Static linking vs dyld3
The following article has two parts. The first part describes improving Allegro iOS app launch time by adopting static linking and sums it up with a speedup analysis. The second part describes how I managed to launch a custom macOS app using not-yet-fully-released dyld3 dynamic linker and also completes with an app launch speedup analysis.
Improving iOS app launch time #
It takes some time to launch a mobile app, especially on a system with limited power of mobile CPU. Apple suggests 400ms as a good launch time. iOS performs zoom animation during the app launch – thus creating an opportunity to perform all CPU-intensive tasks. Ideally the whole launch process on iOS should be completed as soon as the app opening animation ends.
Apple engineers described some techniques to improve launch times in WWDC 2016 - Session 406: Optimizing App Startup Time. This wasn’t enough, so the very next year they announced a brand new dynamic linker in WWDC 2017 - Session 413: App Startup Time: Past, Present, and Future. Looking at the history of dyld, one can see that Apple is constantly trying to make their operating systems faster.
At Allegro we also try to make our apps as fast as possible. Aside from using Swift (Swift performs much better than ObjC in terms of launch time and app speed), we build our iOS apps using static linking.
Static linking #
Allegro iOS app uses a lot of libraries. The app has modular architecture and each module is a separate library. Aside from that, Allegro app uses a lot of 3rd-party libraries, integrated using CocoaPods package manager. All these libraries used to be integrated as frameworks – a standard way of dylibs (dynamic libraries) distribution in Apple ecosystem. 57 nested frameworks is a number large enough to impact app launch time. iOS has a 20 seconds app launch time limit. Any app that hits that limit is instantly killed. Allegro app was often killed on a good old iPad 2, when the device was freshly started and all caches were empty.
Dynamic linker performs a lot of disk IO when searching for dependencies. Static linking eliminates the need for all that dylib searching – dependencies and executable become one. We decided to give it a try and to link at least some of our libraries statically into main executable, hence reducing frameworks count.
We wanted to do this gradually, framework by framework. We also wanted to have a possibility to turn the static linking off in case of any unexpected problem.
We decided to use a two-step approach:
- compiling frameworks code to static libraries,
- converting frameworks (dynamic library packages) to resource bundles (resources packages).

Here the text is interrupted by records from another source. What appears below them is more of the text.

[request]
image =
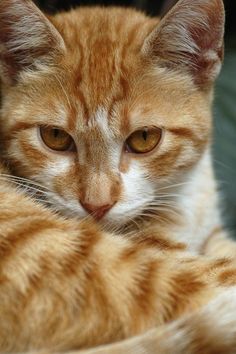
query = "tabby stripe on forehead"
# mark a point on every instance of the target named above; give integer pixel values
(189, 134)
(33, 154)
(20, 126)
(79, 91)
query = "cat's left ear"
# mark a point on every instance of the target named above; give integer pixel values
(28, 40)
(190, 39)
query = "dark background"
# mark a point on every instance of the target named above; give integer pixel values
(152, 7)
(224, 147)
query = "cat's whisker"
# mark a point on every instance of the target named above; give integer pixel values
(23, 180)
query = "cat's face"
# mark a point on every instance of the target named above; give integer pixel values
(108, 113)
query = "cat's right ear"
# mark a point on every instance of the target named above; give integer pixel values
(28, 40)
(189, 39)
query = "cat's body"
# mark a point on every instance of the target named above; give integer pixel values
(108, 112)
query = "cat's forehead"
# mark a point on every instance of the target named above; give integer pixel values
(103, 54)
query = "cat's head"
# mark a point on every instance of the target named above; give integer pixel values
(105, 106)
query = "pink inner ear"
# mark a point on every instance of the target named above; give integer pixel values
(190, 37)
(26, 36)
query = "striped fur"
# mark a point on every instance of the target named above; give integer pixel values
(159, 257)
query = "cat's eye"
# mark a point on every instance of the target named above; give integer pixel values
(57, 139)
(143, 140)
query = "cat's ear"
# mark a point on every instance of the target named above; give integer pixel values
(190, 38)
(28, 40)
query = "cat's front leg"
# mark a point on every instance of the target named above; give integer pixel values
(210, 330)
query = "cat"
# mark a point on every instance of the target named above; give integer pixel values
(106, 119)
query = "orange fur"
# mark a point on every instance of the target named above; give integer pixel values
(100, 74)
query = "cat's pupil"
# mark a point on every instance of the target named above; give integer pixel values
(56, 133)
(145, 135)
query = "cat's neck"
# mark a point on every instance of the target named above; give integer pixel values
(199, 206)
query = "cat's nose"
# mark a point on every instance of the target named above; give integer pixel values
(97, 211)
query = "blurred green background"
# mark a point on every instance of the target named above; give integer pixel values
(224, 147)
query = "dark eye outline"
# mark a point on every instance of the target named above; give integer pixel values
(130, 150)
(71, 148)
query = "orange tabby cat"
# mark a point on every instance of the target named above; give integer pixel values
(106, 117)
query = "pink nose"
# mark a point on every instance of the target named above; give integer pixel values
(97, 211)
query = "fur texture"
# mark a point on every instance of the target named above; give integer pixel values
(158, 257)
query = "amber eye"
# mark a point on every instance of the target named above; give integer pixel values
(57, 139)
(143, 140)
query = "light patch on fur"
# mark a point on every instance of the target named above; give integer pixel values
(138, 192)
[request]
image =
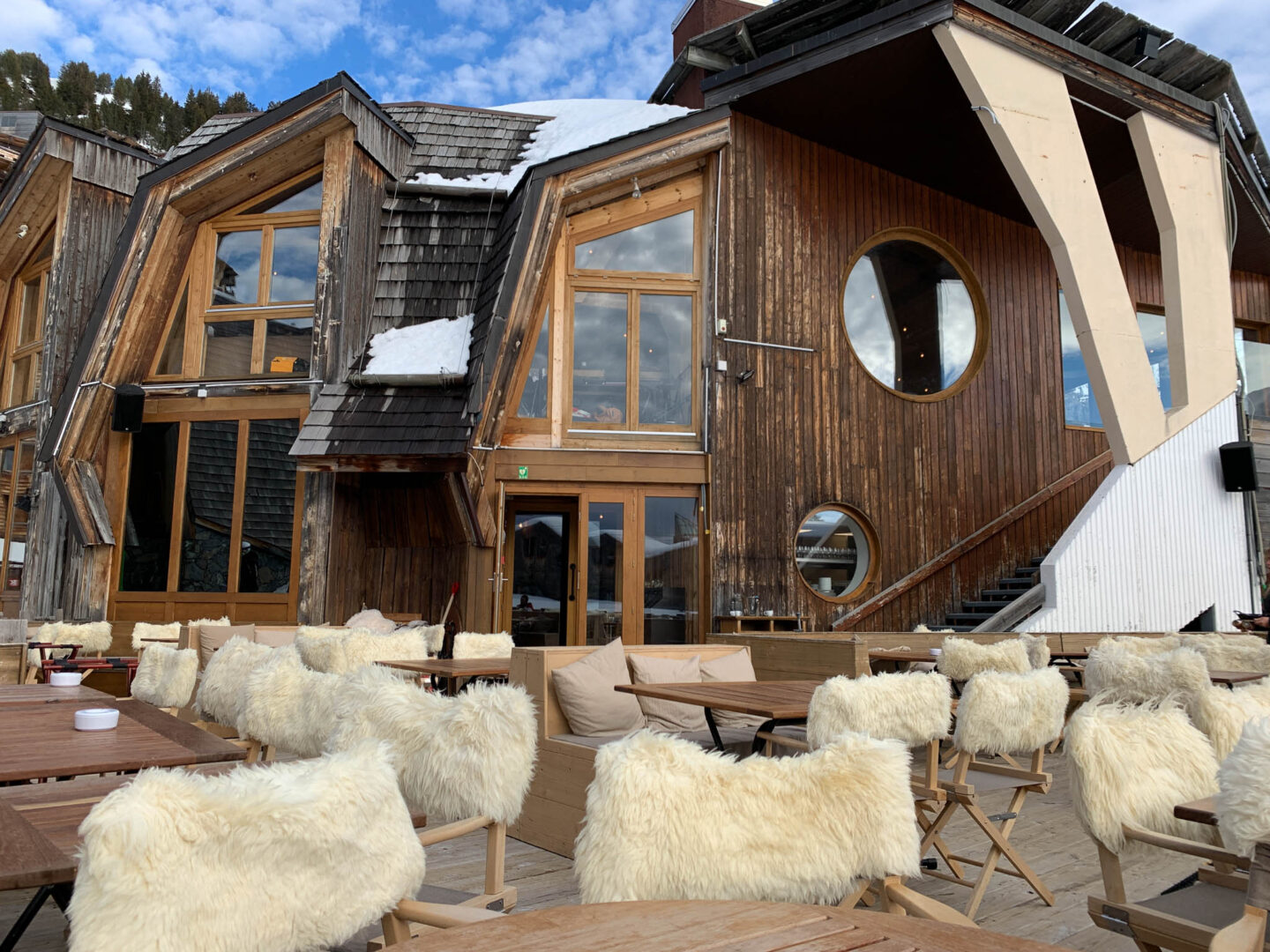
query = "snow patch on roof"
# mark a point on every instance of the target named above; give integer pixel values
(435, 348)
(576, 124)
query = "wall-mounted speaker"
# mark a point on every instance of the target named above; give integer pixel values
(130, 404)
(1238, 467)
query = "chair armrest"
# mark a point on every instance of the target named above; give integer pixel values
(1184, 845)
(441, 915)
(452, 830)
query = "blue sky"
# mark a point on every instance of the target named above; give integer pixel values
(474, 52)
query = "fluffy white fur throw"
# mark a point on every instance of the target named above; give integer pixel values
(1244, 795)
(1222, 714)
(165, 677)
(286, 859)
(93, 637)
(288, 706)
(371, 620)
(960, 659)
(914, 709)
(220, 692)
(669, 820)
(145, 634)
(469, 643)
(342, 651)
(1007, 714)
(1142, 646)
(456, 756)
(1134, 764)
(1038, 649)
(1117, 674)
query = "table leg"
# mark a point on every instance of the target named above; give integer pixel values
(61, 895)
(714, 733)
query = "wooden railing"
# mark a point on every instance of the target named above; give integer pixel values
(975, 539)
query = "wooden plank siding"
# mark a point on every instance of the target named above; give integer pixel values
(813, 428)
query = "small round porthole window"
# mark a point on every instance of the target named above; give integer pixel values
(834, 553)
(914, 315)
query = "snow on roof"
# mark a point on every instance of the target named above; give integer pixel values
(435, 348)
(577, 124)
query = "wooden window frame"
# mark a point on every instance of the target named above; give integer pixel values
(185, 412)
(199, 276)
(32, 271)
(978, 301)
(870, 533)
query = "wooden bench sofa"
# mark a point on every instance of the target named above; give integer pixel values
(557, 795)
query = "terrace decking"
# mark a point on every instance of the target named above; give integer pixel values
(1047, 834)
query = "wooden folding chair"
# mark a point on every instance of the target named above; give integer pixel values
(998, 715)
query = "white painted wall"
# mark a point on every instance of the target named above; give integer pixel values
(1156, 545)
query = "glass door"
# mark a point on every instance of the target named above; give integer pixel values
(544, 576)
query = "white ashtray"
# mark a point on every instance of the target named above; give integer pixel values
(97, 718)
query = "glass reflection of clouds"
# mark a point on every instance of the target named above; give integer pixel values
(661, 247)
(909, 317)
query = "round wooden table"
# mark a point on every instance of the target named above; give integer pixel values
(719, 926)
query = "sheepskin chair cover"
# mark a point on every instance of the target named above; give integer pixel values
(1117, 674)
(220, 692)
(960, 659)
(1222, 714)
(469, 643)
(145, 634)
(1134, 763)
(456, 756)
(1244, 790)
(669, 820)
(371, 620)
(914, 709)
(342, 651)
(288, 706)
(1138, 645)
(93, 639)
(1038, 649)
(165, 677)
(285, 859)
(1235, 658)
(1011, 714)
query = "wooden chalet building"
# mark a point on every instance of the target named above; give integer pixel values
(917, 294)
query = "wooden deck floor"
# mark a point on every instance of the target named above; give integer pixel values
(1047, 833)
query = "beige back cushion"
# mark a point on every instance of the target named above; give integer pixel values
(585, 691)
(213, 636)
(735, 666)
(669, 716)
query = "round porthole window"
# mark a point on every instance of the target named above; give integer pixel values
(914, 314)
(834, 553)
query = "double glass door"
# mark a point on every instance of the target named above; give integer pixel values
(602, 565)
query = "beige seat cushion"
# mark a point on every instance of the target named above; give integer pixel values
(735, 666)
(669, 716)
(585, 691)
(213, 636)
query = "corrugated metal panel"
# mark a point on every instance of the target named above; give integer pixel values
(1157, 545)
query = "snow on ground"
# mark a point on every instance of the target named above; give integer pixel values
(577, 123)
(436, 346)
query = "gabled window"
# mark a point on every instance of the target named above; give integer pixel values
(25, 325)
(247, 303)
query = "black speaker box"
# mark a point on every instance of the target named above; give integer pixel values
(130, 403)
(1238, 467)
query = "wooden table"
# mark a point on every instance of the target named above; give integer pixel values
(452, 671)
(40, 740)
(49, 695)
(778, 703)
(1198, 811)
(718, 926)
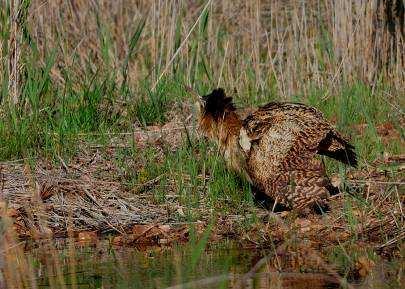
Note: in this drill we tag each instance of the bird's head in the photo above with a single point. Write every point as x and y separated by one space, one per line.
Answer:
216 105
216 110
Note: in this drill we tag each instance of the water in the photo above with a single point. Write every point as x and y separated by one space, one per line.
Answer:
222 266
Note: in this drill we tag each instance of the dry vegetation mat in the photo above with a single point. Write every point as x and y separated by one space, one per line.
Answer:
87 196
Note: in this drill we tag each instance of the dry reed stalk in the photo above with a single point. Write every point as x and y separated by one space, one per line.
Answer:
299 44
14 46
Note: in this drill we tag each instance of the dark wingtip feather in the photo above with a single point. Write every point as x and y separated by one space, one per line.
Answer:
347 156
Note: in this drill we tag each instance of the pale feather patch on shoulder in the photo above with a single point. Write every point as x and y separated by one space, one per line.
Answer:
244 140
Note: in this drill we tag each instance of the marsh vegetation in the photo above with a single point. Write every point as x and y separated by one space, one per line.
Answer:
104 174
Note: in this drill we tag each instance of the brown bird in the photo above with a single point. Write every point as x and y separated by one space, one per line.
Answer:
275 147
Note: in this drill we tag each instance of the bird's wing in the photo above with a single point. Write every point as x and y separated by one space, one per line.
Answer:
282 136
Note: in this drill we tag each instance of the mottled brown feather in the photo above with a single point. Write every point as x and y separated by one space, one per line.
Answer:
275 148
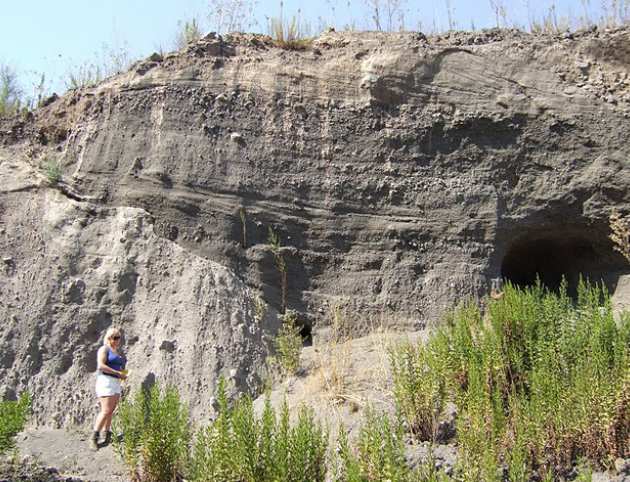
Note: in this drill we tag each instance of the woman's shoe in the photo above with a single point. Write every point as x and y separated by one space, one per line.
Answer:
94 441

Compiling framework code as a static library #
Xcode 9 provides MACH_O_TYPE = staticlib
build setting –
linker produces static
library when the flag is set. As for libraries integrated through CocoaPods, we
had to create a custom script in
Podfile to set this flag
only for selected external libraries during pod install
(that is during
dependencies installation, because CocoaPods creates new project structures for
managed libraries with each reinstallation).
MACH_O_TYPE
does a great job, but we performed static linking even
before Xcode 9 was released. Although Xcode 8 had no support for
static Swift linking, there is a way to perform static linking using
libtool
. In those dark times, we
were just adding custom build phases with
buildstatic script for selected
libraries. This may seem like a hack, but it is really just a hefty
usage of well-documented toolset… and it worked flawlessly.
That way we replaced our dynamic libraries with static libraries, but that was the easier part of the job.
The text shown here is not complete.